Alegando que o caso da comerciante se enquadraria no princípio da insignificância, proporcionalidade e razoabilidade, ou seja, que o valor do bem furtado seria insignificante se comparado ao patrimônio da vítima – um supermercado do grupo Sendas –, o advogado da comerciante entrou com um pedido de habeas-corpus no Tribunal de Justiça do Rio de Janeiro (TJ/RJ). No pedido, a defesa de Maria Lúcia afirmava que a senhora estava sofrendo constrangimento ilegal por não haver justa causa para Ação Penal contra ela. Entretanto, o TJ/RJ denegou o pedido, ressaltando que “ o pequeno valor da coisa furtada não torna, necessariamente, insignificante a infração penal praticada pela paciente”.

Inconformada, Maria Lúcia recorreu ao STJ. Enfatizando a “inexpressividade do fato”, o advogado da comerciante lembrou o alto custo de instauração de um processo penal face à quantia de seis reais envolvida na questão. “Então, mova-se a máquina judiciária, submeta-se a paciente às agruras do processo penal, disponha-se do trabalho de escreventes, oficiais de justiça, imprensa oficial, juízes, promotores, para, ao final, ser reconhecido o crime de bagatela.
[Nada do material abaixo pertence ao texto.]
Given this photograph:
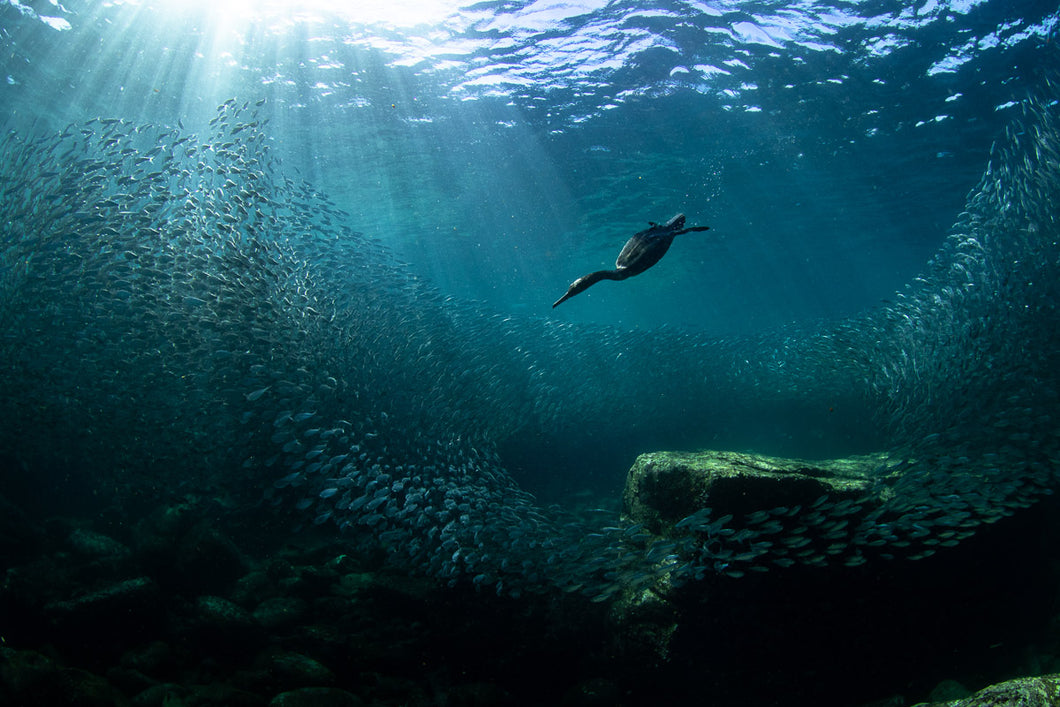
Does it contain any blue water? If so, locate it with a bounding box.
[4,0,1055,333]
[2,2,1060,704]
[3,0,1058,570]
É esse o espírito da Lei? O valor do furto é ínfimo se comparado ao custo estatal para mover uma ação”, ressaltou a defesa.

Para o ministro Fontes de Alencar, relator do processo, o princípio da insignificância realmente se aplica ao caso, uma vez que “o ínfimo prejuízo causado ao patrimônio da vitima não é suficiente para afetar o bem jurídico tutelado pela norma penal”. Desse modo, o ministro concedeu a ordem para trancar a Ação Penal contra Maria Lúcia. Os demais integrantes da Sexta Turma acompanharam o voto do relator.